Despite these moments of near-normality, those most familiar with the series will recognise the hints of trouble brewing that soon escalate into full-blown tragedy, emotional trauma and bloody violence. If you’ve grown attached to these characters and created a bond as you’ve watched the more familiar members of Jackson’s community go through their various arcs, then buckle in and keep the Kleenex close at hand.
There are also a whole host of fresh new faces introduced in Part II; most notably Abby, played expertly by Laura Bailey. She’s somebody you’re going to be getting extremely familiar with, as you take control of the character within portions of the game and push her forward on her journey of revenge.
As new factions fight for power in post-apocalyptic America, players are plopped right in the centre with vengeance on the mind, and struggles with morality tearing at your heartstrings. Unfortunately, there’s not much choice when it comes to moving Ellie and Abby’s stories forward; their actions and the consequences of those are integral to the plot, so you’re forced to go against your own better judgement at a number of different points.
That story, though? An absolute masterpiece. All the concerns I had following the leaks eased the further I progressed, and though many of the spoilers I had read turned out to be accurate, that didn’t matter in the long run. The decisions made by Naughty Dog were incredibly brave, but paid off in spade loads.
The combat system is very close to that which was introduced in the original Last of Us, with some new weapons and defensive hand-made gadgets thrown in to allow for precise planning. For the most part, it’s up to you whether you want to go into battle all guns blazing, or if you’d like to lay traps for your enemies and watch them go boom. The latter is what I would often go for, but I’m not the most subtle player in the world and at times, a shootout felt completely unavoidable.
When it comes to the violence… Well, just make sure you’ve got a strong stomach. Cutscenes can be some of the most engaging moments in the game, but also the most gut-wrenching. Your anxiety will be peaked and you will need to spend a few moments in a well-lit room from time to time, to regain your composure and ensure you’re ready to move forward. Make sure you do this every so often so you can be fully enveloped in what the game has to offer; otherwise you’re not going to get that full experience the writing team have conjured up.

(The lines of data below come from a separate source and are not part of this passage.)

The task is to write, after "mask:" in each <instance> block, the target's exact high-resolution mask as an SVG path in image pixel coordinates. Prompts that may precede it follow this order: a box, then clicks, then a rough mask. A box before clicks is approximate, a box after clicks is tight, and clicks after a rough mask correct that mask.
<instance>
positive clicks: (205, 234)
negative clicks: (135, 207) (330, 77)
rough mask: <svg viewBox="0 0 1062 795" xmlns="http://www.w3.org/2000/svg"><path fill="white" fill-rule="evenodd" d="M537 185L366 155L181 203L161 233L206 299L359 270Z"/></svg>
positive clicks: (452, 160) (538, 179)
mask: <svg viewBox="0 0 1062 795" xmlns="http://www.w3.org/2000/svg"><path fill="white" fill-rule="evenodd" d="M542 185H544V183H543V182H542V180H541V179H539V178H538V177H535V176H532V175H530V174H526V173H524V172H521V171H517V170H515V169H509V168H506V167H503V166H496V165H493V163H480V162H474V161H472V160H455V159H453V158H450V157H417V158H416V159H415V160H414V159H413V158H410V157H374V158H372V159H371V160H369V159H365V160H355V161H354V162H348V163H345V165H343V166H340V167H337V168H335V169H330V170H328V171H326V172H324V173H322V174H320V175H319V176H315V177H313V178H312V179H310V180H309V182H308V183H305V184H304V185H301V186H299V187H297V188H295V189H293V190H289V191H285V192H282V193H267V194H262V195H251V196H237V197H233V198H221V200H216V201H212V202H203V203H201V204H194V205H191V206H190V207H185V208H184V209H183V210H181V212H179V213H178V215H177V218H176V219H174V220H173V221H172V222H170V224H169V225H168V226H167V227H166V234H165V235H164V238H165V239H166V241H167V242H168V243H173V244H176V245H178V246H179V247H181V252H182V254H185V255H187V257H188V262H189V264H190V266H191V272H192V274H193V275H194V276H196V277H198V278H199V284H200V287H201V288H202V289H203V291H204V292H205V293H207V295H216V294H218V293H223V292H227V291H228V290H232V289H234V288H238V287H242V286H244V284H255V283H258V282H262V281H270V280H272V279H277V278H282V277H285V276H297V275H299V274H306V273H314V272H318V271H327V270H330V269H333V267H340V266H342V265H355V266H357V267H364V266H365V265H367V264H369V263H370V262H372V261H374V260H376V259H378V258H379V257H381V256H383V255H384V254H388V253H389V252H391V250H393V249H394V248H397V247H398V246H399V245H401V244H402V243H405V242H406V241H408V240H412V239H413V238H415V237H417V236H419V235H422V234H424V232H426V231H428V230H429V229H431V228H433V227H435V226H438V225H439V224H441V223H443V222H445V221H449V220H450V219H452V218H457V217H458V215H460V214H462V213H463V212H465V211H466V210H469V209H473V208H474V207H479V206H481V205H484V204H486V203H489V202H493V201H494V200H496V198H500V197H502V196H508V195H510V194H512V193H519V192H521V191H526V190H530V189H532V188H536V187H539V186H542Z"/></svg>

Perhaps the most surprising aspect of Part II is that it’s a game focused on women, with the characters assigned traits that are stereotypically masculine. It’s not something you would immediately expect after playing Part I. The majority of the main players in this story are female, and to get to explore their psyche and pick apart their actions as and when they happen is a real privilege. It might not feel like a feminist title from the outset, but Part II is undoubtedly breaking down barriers and paving the way for developers to be even riskier in future.
The best game ever? It’s something I’m going to have to let stew a little longer before having a final say, but it’s certainly up there. A huge congratulations to everybody involved in bringing the sequel to life.
The Last of Us Part II is available now exclusively on the PlayStation 4. A review code was given to Female First in exchange for an honest review.